For the last few days, the internet has been full of news items dealing with that proposed scheme. But the bad news is that most people writing on that subject talk about the right to take, and don’t seem to have a clue that the would-be takers of these mortgages — actually deeds of trust; we don’t use mortgages in California — will have to pay just compensation, i.e., fair market value, not some bargain basement figure pulled out of thin air. And by California constitution and statute, you have to keep two things in mind. First, the “just compensation” called for the state constitution has to be “first” paid — in full, and up front, that is — before any taking can occur (Cal.Const. Art. I, Sec. 19). Second, by state statute, the condemnor has to pay “fair market value” which is further defined by statute as “the highest price” (not a bargain price), that a willing but unpressured buyer would voluntarily pay to and be accepted by a willing but unpressured seller on the date of value, giving due consideration to the property’s potential uses, including its highest and best (which is to say, its most profitable) use. See Cal. Code Civ. Proc. Sec. 1263.320.
We note that if this harebrained scheme comes a’cropper, as it likely will, for one reason or another, it won’t be the first time Richmond got its greedy fingers burned playing with eminent domain abuse; see Richmond Elks Hall v. Richmond Redevelopment Agency, 561 F.2d 1327 (9th Cir. 1977), one of the leading cases in which the court took a dim view of a city trying to use its power of imminent eminent domain to blight private property, and then take it at its depressed value. Didn’t work out.
Are those folks trying it again? We don’t know for sure. But it seems clear that they intend to acquire “underwater” deeds of trust at below-market prices. So says the New York Times. Will it fly? Will the courts go for this sort of scam? We’ll have to wait and see, but we believe that not even California courts will stand still for that. Why not? Because under our law, if the condemnor tries to lowball too much, and makes an unreasonable pre-trial offer, it may have to pay the condemnees’ attorneys’ and appraiser’s fees, plus other litigation expenses, on top of the “just compensation” required by the constitutions. And, of course, any diminution in value brought about by the the market’s reaction to the imminence of the condemnation, cannot be considered in determining fair market value. The property has to be valued as if unaffected by the condemnor’s plans or by any preliminary steps taken toward the condemnation. Cal. Code Civ. Proc. Sec. 1263.330.
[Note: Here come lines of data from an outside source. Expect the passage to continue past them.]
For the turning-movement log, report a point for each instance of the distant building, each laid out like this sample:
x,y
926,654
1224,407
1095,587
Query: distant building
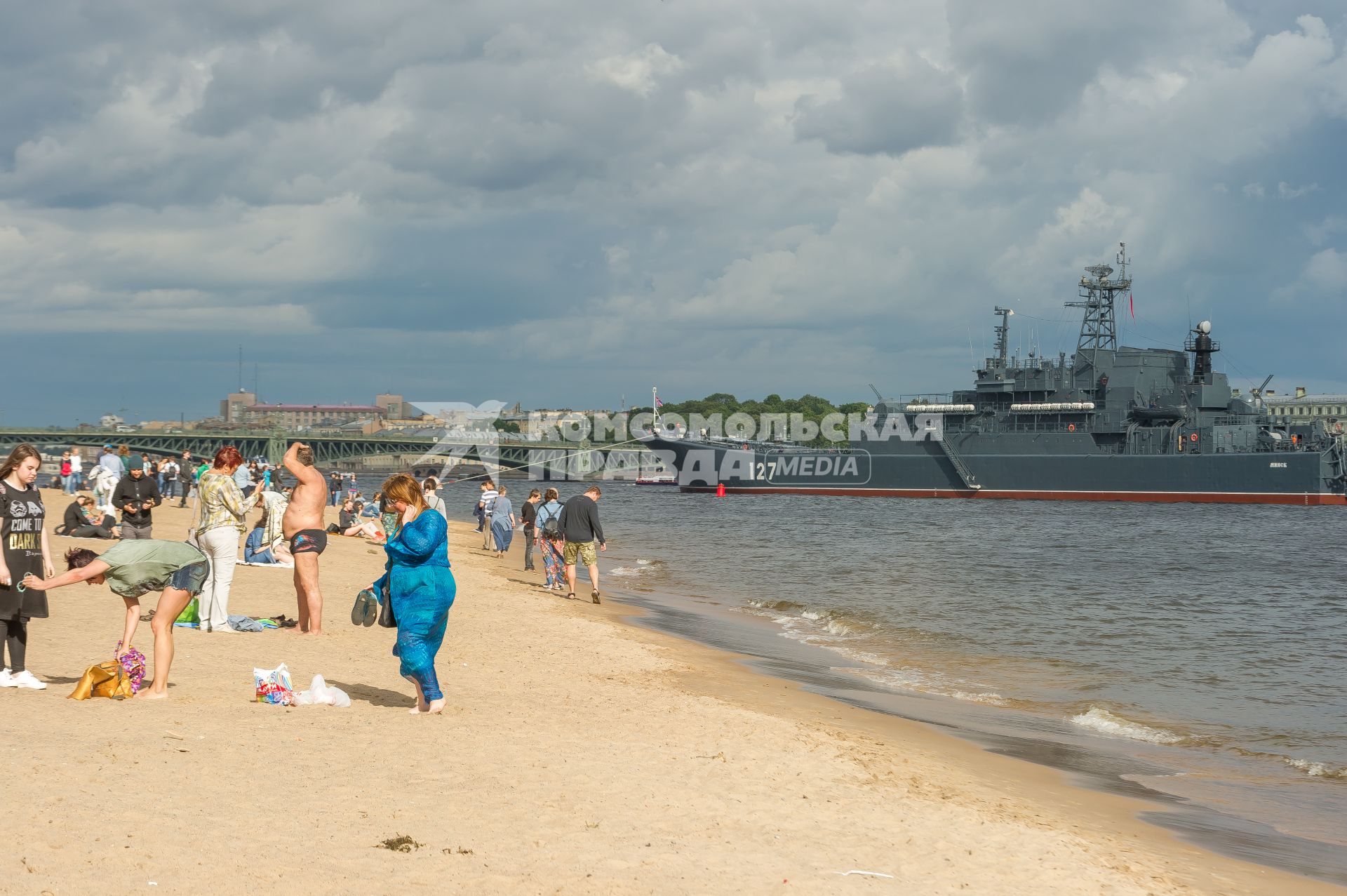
x,y
293,417
234,408
1303,407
Then there is the little matter of partial takings. No, not parts of mortgages, but rather the fact that a lot of the “underwater” deeds of trust (or mortgages) have been bundled as security for bonds, and we have trouble visualizing how a condemnor in one of these cases would (or could) pluck a specific “underwater” deed of trust from such a “bundle” and value it alone, without simultaneously lowering the value of the deeds of trust remaining in the “bundle” that forms security for the bond. If attempted, that would likely call for severance damages payable to the bond holders for the diminution in the value of what remains of their bond(s) after the “plucking” (the partial taking of the bundle).
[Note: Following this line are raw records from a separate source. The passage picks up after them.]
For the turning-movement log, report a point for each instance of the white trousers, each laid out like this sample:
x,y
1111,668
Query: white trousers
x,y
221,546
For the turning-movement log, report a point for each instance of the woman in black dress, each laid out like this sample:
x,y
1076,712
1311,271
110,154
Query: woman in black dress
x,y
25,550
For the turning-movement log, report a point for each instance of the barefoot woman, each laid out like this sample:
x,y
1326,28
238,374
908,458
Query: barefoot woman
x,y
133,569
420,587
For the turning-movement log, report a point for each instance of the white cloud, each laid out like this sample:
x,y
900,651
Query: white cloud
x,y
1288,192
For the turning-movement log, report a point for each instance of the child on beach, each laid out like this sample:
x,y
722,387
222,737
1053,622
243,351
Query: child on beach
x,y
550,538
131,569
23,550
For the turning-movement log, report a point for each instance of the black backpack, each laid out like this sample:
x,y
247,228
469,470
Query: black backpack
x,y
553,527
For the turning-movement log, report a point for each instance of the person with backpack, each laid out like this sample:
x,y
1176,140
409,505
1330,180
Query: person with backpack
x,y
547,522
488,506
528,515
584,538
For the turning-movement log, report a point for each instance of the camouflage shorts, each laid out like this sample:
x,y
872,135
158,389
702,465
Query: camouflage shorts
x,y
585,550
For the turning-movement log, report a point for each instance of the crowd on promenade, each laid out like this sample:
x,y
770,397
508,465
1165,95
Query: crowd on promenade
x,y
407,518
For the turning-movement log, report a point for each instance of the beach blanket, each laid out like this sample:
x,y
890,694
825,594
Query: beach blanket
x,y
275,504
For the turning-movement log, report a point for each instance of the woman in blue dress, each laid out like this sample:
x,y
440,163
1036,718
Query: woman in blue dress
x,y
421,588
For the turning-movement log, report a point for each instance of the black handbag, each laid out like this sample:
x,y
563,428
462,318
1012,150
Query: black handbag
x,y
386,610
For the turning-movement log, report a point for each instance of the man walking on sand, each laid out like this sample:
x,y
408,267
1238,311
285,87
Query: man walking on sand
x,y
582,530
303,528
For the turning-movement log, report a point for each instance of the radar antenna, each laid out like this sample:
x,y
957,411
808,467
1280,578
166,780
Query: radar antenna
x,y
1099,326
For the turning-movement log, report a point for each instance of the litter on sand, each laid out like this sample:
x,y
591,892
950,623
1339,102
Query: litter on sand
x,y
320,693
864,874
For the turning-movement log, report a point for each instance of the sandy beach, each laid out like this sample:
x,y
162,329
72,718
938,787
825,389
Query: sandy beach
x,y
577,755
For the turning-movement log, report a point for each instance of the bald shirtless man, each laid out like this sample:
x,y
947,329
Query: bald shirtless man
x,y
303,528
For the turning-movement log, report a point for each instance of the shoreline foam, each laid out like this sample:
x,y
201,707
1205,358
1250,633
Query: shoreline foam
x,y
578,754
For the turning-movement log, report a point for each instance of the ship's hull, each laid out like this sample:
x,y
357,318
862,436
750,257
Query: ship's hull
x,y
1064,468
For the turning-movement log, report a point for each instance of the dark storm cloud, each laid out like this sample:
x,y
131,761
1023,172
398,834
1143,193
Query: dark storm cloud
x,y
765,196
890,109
Thinking about some of these problems gives us a headache, and we are grateful that we are retired and can now view all that as a spectator sport.
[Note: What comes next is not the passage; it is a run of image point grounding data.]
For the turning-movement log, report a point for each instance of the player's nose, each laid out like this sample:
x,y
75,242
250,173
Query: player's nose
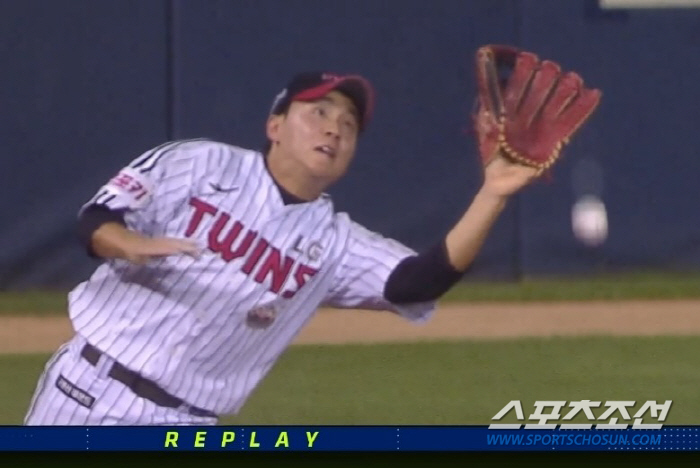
x,y
332,128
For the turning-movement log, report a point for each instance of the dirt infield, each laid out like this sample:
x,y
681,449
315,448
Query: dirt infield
x,y
25,334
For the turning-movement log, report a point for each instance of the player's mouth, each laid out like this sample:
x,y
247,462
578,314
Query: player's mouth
x,y
327,150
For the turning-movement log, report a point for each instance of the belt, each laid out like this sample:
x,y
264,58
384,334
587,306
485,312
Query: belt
x,y
143,387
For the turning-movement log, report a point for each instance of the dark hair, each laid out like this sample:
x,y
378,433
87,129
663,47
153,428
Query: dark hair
x,y
267,146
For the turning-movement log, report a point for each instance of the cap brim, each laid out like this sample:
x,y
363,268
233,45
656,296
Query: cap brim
x,y
355,87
On the other hand, if this stuff proceeds as proposed, there will be lots of work for condemnation lawyers, or worse, for big-shot Wall Street lawyers who may not really know much eminent domain law, but sure know how to litigate and swamp their opponents with paper. And they are amply financed to put up one hell of a fight.
We can’t wait.
Update. For the Los Angeles Times take on the status of the “underwater mortgage” caper, see Alejandro Lazo, Proposals to Seize Loans Gain Traction, Aug. 7, 2013, at p. B1. In the meantime “rising [home] prices have feed many homeowners from negative equity positions” so the pool of potential customers (and victims) is shrinking.